Saturday, May 22, 2010

Why does the united states become imperial power at the end of 19th century?

Same reason a dog licks his, well you know...





Because it could.





Also because it was fashionable. Having an empire and being on the gold standard were considered the hallmarks of the Great Nations of the world, and we already were on the gold standard, William Jennings Bryan notwithstanding.





Edit: In fact, America has been an imperialist power since Day One. Read the ENTIRE Declaration of Indendence sometime. Specifically, this passage:





"He has endeavoured to prevent the population of these States; for that purpose obstructing the Laws for Naturalization of Foreigners; refusing to pass others to encourage their migrations hither, and raising the conditions of new Appropriations of Lands."
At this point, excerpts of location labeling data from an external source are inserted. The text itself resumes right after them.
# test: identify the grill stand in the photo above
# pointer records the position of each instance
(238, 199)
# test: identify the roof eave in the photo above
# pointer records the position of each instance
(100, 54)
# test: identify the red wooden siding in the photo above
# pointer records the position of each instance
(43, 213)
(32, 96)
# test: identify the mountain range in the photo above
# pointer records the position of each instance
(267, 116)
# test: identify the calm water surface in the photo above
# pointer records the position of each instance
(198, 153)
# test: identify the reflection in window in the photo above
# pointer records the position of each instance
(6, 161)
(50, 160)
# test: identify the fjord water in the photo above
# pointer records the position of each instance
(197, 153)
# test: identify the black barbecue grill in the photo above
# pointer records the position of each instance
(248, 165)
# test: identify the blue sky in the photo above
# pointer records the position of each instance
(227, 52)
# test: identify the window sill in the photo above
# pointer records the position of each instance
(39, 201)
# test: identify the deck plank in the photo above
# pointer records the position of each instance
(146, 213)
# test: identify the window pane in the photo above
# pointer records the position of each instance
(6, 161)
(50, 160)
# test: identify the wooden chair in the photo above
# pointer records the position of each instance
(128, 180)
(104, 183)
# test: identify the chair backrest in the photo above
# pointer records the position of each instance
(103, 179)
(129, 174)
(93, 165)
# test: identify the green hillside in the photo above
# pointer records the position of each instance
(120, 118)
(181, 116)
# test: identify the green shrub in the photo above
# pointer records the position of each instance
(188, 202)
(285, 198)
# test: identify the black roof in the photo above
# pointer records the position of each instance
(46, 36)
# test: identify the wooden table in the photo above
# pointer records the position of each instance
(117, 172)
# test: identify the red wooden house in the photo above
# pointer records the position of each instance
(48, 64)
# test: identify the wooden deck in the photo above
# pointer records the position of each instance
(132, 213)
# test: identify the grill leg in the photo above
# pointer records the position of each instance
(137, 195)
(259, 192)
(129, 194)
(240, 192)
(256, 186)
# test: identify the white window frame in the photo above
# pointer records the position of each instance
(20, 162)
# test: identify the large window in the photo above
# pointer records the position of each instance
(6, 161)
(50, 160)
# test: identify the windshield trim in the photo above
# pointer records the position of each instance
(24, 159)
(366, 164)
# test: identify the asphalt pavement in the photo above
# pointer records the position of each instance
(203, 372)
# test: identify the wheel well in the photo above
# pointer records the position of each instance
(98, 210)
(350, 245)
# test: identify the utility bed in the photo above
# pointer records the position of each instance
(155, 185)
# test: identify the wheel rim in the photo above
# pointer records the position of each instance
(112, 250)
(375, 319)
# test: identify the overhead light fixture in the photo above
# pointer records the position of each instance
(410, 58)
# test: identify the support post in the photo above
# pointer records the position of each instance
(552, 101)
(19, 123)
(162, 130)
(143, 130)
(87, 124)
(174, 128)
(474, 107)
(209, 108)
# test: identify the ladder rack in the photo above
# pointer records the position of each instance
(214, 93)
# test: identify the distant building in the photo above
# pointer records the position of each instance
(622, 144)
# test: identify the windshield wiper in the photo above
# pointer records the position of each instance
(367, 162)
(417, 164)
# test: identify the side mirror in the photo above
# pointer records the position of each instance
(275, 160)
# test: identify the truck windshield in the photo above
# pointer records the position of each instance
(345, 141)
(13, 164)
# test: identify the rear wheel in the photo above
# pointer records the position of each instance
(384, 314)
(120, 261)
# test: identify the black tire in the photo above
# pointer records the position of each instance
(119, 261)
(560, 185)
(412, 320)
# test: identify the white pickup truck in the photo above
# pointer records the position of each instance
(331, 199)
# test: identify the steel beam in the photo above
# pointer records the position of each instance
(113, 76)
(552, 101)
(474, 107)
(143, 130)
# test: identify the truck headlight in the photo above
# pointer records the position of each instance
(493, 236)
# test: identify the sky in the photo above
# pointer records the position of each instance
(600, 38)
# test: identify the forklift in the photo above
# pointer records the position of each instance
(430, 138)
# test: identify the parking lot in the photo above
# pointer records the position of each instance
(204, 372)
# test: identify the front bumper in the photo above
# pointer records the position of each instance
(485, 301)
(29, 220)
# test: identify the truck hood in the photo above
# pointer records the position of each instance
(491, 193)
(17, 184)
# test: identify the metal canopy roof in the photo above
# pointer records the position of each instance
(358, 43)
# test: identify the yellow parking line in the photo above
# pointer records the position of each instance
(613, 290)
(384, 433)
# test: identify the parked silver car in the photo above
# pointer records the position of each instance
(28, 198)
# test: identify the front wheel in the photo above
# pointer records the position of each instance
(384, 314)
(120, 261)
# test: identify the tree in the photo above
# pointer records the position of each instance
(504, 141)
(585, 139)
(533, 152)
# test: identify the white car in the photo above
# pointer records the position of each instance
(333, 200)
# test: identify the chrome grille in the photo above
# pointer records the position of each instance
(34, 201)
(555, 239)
That's Jefferson's way of complaining that the British are preventing the colonies from advancing west into (colonizing) the lands taken from France in the French and Indian War; the British instead wanted those lands to remain in the hands of their Indian allies, in recognition of their loyalty.





Jefferson's also the one "buys" Louisiana from Napoleon a few years later, with no consideration of the wishes of all this land's actual residents. The American empire doubles in size in the first thirty years.





Forty years later, it's Mexico's turn. The empire doubles in size again, and now extends to the Pacific.





That's not good enough, though. Alaska is "bought" from Russia, again taking no account of the wishes of the people who live there. Hawaii's sovereign government is toppled and the empire has a mid-ocean naval base. Turns out to be an excellent staging point for the empire's advance to Asia (Philippines) while it also expands into the Caribbean (Cuba, Purto Rico).





Just like you can't say you don’t torture just by defining everything you do as “not torture”; you can’t say you’re not an empire just by saying the word doesn’t apply.

Why does the united states become imperial power at the end of 19th century?
We had conquered the continent and felt we needed to expand with Hawaii, the Philippines, Panama Canal, and Puerto Rico. We had a navy on two coasts. We wanted to be a big power.
Reply:Excuse me. But the United States has never become an imperial power. It is not an imperial power today nor has it ever been.





As vice president Dick Cheney correctly pointed out that if the USA were an imperialistic power we would certainly be occupying a greater landmass on the planet than we are now.





Every U.S. military base in a foreign country is being paid for by the United States after we received permission to be there.





The U.S. has not increased its territory since the Spanish/American War which we justly acquired reparations from a hard-won victory.





Whoever told you that the USA was imperialist is feeding you a lot of anti-American/anti-Bush propaganda.